Taputapuātea is a cultural landscape and seascape on Raiatea Island. Raiatea is at the centre of the “Polynesian Triangle,” a vast section of the Pacific Ocean dotted with islands, the last part of the globe to be settled by humans. At the heart of the property is the Taputapuātea maraecomplex, a political, ceremonial, funerary and religious centre. The complex is positioned between the land and sea on the end of a peninsula that juts into the lagoon surrounding the island. Maraeare sacred ceremonial and social spaces that are found throughout Polynesia. In the Society Islands, marae have developed into quadrilateral paved courtyards with a rectangular platform at one end, called an ahu. They have many simultaneous functions.
Criterion (iii): Taputapuātea illustrates in an exceptional way 1000 years of mā’ohi civilisation. This history is represented by the marae complex of Taputapuātea at the seashore and the variety of archaeological sites in the upland valleys. It reflects social organization with farmers who lived in the uplands and warriors, priests and kings settled near the sea. It also testifies to their skill in sailing outrigger canoes across long stretches of ocean, navigation by observation of natural phenomena, and transformation of newly settled islands into places that provided for the needs of their people.

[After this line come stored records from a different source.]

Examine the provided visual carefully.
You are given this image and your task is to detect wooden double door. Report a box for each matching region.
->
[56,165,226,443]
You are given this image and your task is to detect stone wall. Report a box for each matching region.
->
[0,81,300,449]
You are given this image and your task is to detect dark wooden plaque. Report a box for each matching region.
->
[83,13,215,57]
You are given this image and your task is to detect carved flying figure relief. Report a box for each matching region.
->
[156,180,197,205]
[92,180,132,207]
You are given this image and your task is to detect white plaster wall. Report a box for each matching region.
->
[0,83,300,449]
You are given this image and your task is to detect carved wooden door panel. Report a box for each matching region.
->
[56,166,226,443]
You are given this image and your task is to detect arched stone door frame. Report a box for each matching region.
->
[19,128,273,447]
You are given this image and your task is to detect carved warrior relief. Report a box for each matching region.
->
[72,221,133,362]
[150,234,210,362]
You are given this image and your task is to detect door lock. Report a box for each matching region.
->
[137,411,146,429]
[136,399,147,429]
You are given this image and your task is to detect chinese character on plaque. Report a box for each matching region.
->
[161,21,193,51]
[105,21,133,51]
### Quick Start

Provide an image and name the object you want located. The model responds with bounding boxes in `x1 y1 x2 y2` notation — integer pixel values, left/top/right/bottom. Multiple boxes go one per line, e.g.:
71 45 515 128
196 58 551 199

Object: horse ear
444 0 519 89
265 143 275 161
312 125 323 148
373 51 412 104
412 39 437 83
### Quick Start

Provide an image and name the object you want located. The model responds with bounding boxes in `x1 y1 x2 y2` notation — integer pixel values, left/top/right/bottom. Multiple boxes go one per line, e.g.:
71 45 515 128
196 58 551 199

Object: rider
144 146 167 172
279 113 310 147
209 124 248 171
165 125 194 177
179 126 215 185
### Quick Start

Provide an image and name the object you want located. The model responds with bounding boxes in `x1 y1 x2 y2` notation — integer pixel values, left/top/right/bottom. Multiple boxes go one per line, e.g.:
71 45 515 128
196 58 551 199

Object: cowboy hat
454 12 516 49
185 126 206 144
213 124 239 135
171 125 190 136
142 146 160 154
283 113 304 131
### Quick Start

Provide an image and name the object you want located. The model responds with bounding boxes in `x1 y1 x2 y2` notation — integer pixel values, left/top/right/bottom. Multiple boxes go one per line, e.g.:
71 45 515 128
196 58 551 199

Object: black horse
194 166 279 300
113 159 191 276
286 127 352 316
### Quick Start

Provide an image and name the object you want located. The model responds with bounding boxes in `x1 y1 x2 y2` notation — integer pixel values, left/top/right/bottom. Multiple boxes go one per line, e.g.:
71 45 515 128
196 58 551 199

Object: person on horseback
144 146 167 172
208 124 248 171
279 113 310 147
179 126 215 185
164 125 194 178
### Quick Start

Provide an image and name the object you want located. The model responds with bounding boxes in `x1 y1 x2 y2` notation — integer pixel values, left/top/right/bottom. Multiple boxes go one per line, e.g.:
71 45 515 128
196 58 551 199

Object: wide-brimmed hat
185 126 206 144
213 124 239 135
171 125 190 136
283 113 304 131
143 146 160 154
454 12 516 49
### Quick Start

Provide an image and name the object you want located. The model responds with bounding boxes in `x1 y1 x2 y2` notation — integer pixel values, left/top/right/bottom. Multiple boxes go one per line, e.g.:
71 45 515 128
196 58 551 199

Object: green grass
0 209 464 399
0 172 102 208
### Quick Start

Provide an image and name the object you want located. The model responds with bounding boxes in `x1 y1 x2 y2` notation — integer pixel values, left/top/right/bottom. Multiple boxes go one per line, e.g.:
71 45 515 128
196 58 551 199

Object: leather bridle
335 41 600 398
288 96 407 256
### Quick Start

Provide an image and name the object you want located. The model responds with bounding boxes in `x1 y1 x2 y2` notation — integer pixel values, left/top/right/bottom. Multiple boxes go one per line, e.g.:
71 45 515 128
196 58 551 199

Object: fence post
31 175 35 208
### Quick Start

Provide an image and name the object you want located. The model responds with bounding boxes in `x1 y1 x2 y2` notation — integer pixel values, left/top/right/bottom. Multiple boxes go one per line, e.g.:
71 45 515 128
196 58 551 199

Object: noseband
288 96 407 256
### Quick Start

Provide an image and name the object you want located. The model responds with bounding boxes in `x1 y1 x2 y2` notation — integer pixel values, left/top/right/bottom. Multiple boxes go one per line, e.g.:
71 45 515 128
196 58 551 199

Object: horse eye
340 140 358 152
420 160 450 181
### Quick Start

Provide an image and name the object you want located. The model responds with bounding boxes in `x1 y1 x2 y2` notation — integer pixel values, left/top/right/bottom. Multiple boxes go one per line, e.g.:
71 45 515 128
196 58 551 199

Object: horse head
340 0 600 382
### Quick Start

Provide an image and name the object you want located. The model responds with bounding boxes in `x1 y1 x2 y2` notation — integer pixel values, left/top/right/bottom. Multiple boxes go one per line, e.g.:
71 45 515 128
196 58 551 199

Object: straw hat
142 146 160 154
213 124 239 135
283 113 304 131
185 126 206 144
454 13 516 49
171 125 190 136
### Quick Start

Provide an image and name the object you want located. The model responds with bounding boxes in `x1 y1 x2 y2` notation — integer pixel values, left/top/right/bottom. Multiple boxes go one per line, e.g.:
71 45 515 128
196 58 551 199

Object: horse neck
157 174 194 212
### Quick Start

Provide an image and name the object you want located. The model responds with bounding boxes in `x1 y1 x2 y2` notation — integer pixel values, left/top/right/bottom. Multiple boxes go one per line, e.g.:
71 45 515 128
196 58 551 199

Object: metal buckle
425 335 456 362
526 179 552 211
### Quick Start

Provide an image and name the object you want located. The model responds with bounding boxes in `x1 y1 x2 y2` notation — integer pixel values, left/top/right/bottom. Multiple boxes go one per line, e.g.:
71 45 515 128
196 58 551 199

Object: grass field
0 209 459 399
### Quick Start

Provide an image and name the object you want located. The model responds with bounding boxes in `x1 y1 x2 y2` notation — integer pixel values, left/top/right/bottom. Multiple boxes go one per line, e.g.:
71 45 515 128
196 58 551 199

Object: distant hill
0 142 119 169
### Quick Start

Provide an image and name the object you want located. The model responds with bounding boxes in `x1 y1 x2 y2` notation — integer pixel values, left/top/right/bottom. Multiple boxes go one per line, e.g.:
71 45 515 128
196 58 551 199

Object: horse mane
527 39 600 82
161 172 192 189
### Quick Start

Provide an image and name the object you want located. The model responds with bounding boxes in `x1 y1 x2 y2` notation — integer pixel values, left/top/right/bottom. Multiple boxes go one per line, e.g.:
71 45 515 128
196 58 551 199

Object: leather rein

Criterion (iv): Taputapuātea provides eminent examples of marae: temples with cult and social functions built by the mā’ohi people from the 14th to the 18th century. Marae were the points of intersection between the world of the living and that of the ancestors. Their monumental form reflects competition for prestige and power among the ari’i chiefs. Marae Taputapuātea itself is a concrete expression of the paramount alliance formed by its line of chiefs and the cult of worship associated with it, as stones were transported to other islands to found other marae with the same name.
Criterion (vi): As the ancestral homeland of Polynesian culture, Taputapuātea is of outstanding significance for people throughout the whole of Polynesia, for the way it symbolises their origins, connects them with ancestors and as an expression of their spirituality. These living ideas and knowledge are embedded in the landscapes and seascapes of Raiatea and particularly in the marae for the central roles that they once performed.